Le secrétaire d'Etat aux Transports, Alain Vidalies, a demandé mardi la convocation d'une réunion jeudi entre syndicats de routiers et fédérations patronales, qui disent être prêtes à accepter la nomination d'un médiateur pour renouer le dialogue. Alain Vidalies, dans un communiqué de presse, «demande au président de la commission mixte paritaire de réunir les partenaires sociaux jeudi 29 janvier au matin afin d'examiner les conditions de la reprise du dialogue social».

«La solution exige un dialogue social approfondi».

«Le Gouvernement reste attentif à la situation sociale dans le secteur du transport routier et souhaite la reprise du dialogue», souligne encore le secrétariat d'Etat, précisant qu'il «existe dans cette branche professionnelle de nombreux chantiers, dont la solution exige un dialogue social approfondi».

>> A quoi ressemble la vie d'un routier? 

Patrons d'accord pour la nomination d'un médiateur sous conditions

Les fédérations patronales du transport routier (FNTR, TLF et UNOSTRA) se sont dites prêtes mardi à accepter la nomination d'un médiateur pour renouer le dialogue avec les syndicats, à condition que ces derniers renoncent «à toute pression revendicative en cours de discussions». Ils devront aussi accepter d'élargir le champ des discussions à l'ensemble des «chantiers professionnels» (protection sociale, classifications métiers, formation professionnelle, etc.) de la branche, sans se focaliser sur les seules négociations salariales, selon elles.
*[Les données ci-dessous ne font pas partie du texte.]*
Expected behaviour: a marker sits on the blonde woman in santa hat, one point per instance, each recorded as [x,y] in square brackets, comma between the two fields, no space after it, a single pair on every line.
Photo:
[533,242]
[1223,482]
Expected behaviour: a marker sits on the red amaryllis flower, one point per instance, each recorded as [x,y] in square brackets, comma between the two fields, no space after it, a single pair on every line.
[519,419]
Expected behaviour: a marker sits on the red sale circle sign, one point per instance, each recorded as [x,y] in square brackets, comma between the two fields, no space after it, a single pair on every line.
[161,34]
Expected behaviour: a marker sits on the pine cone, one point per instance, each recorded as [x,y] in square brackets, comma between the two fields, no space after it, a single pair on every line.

L'intersyndicale (CGT, FO, CFTC, CFE-CGC) à l'origine de blocages depuis le 18 janvier, avait demandé lundi «au gouvernement la nomination urgente d'un médiateur dans le conflit qui les oppose à la partie patronale», jugeant qu'il était «urgent d'agir pour faire revenir l'ensemble des parties à la table des négociations». Mardi, l'intersyndicale a poursuivi ses actions de blocage visant des grands groupes de transport routier et de logistique, notamment à Nantes, Rennes, Dunkerque et Bordeaux.

Des actions coups de poings à partir de mercredi

Les syndicats réclament une augmentation de 5% pour tous les salariés du transport routier. Le patronat a proposé une revalorisation de 1% pour les cadres et de 2% pour les coefficients les plus bas de la convention collective, actuellement sous le Smic. La CFDT Transport, majoritaire dans la profession, a décidé de mener d'autres actions coups de poing parallèlement à ceux de l'intersyndicale à partir de mercredi matin.